Friday, Mar. 22, 1963
Fighting Bob
For a man with a computer's correctness. Defense Secretary Robert McNamara certainly kicks up a lot of controversy. The Air Force, the Navy, the Joint Chiefs. Great Britain, Charles de Gaulle, many U.S. Governors and the Congress--he has fought them all. Last week Fighting Bob was at it again.
First he got mad at Arkansas Democrat John McClellan's Senate Subcommittee on Investigations. The group was looking into McNamara's choice of General Dynamics Corp. for a $6 billion-plus contract to build a new fighter aircraft, the TFX, for the Air Force and the Navy. Washington's Democratic Senator Henry ("Scoop") Jackson had called Deputy Defense Secretary Roswell Gilpatric to explain that the voters back home--who will get a crack at Jackson next year--expected an investigation, since Seattle-based Boeing Airplane had lost the contract. But Jackson said the probe would be brief and friendly.
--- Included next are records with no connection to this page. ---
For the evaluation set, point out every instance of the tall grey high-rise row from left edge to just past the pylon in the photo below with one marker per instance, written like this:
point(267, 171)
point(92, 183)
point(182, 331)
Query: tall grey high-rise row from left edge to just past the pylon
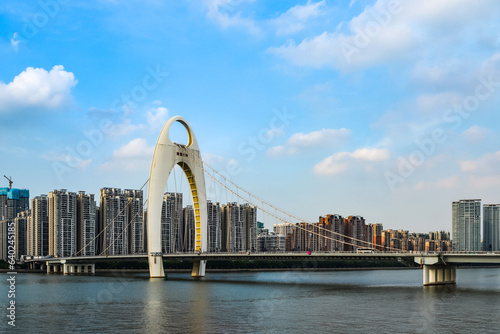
point(65, 223)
Undermining Integrity. Then the subcommittee began releasing testimony which claimed that McNamara had overruled his military evaluation experts in awarding the contract to G.D. Witnesses said that Boeing had bid lower to produce a plane that would perform better. Before submitting a 32-page statement to the subcommittee, McNamara protested in a public letter to McClellan. Wrote McNamara: "The fragmentary releases of portions of the testimony of witnesses who themselves are only familiar with part of the considerations underlying the decision have needlessly undermined public confidence in the integrity and judgment of the highest officials of the Department of Defense." Moreover, Mc Namara's foot-in-mouth press secretary, Arthur Sylvester, told newsmen: "Obviously you will hardly get a judicial rendering by a committee in which there are various Senators with state self-interest in where the contract goes." Sylvester later apologized, submitted to a grilling behind the committee's closed doors.
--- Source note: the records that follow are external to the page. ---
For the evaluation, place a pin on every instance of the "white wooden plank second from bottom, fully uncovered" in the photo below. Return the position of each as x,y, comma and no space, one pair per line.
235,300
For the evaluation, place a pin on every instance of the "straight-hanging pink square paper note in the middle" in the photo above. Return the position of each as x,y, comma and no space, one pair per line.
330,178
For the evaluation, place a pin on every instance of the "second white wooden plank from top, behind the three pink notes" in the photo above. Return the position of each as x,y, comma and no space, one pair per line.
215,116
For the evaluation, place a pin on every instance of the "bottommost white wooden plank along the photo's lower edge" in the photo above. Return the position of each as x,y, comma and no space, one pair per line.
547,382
Civilian Dictation. About the same time, another McNamara decision--his refusal to speed production of the RS-70 supersonic reconnaissance bomber--came under fire on the House floor. Declared Illinois' Leslie Arends, ranking Republican on the House Armed Services Committee: "We have in fact, if not in name, a single chief of staff in Secretary of Defense McNamara. While we provided in the Unification Act for civilian control of our armed forces--and it is essential to our form of government that we have such control--we never for a moment thought that civilian control would become civilian dictation of military planning."
Aroused, McNamara fired back in an appearance before the Advertising Council, meeting in Washington. Said he: "It is true that out of the military budget submitted to me. formally recommended by the chiefs of the services and the service Secretaries, of the $67 billion recommended, I took out $14 billion, and I have no apology for it. If I did not do it, who is going to do it? The man who made the attack in the Congress--who stated I was a dictator--is the ranking minority member of the committee that is adding $1.1 billion to this budget."
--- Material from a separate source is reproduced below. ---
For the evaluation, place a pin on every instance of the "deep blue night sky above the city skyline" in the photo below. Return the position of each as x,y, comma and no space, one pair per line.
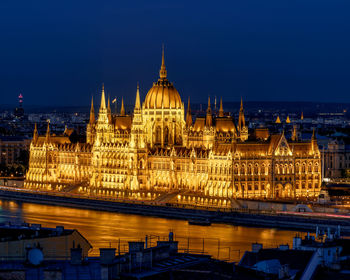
59,52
On that, McNamara was about right. The House last week voted to authorize an extra $364 million for the RS-70, even though it has no way to force McNamara to spend the" money. It added $134 million for two nuclear-powered attack submarines beyond the six McNamara had requested.* And the Armed Services Committee has recommended adding $600 million to the military pay bill.
At week's end McNamara flew to the Boeing plant in Seattle. Greeted by Boeing President William M. Allen, he looked over the Air Force's space-glider project, Dyna-Soar, amid rumors that it was having technical difficulties and might be scrapped. McNamara also inspected the Gemini two-man space project of NASA in Houston, which seems to overlap Dyna-Soar in some respects. But he apparently had had enough fusses for one week. Pentagon officials said that McNamara will make no final decision on whether to kill Dyna-Soar or merge the two projects--either of which would deeply wound both Boeing and the Air Force --for another six months.
*In a curious voting ritual, a $15.8 billion authorization (only a fraction of the overall defense budget) for military hardware for 1964 was voted upon twice in the House. First, the additional funds for the RS-7O were approved, 226-179. Then an across-the-board cut of $800 million was rejected, 258-149. In the overlap, 69 Congressmen availed themselves of the opportunity to vote both for increased defense and decreased spending.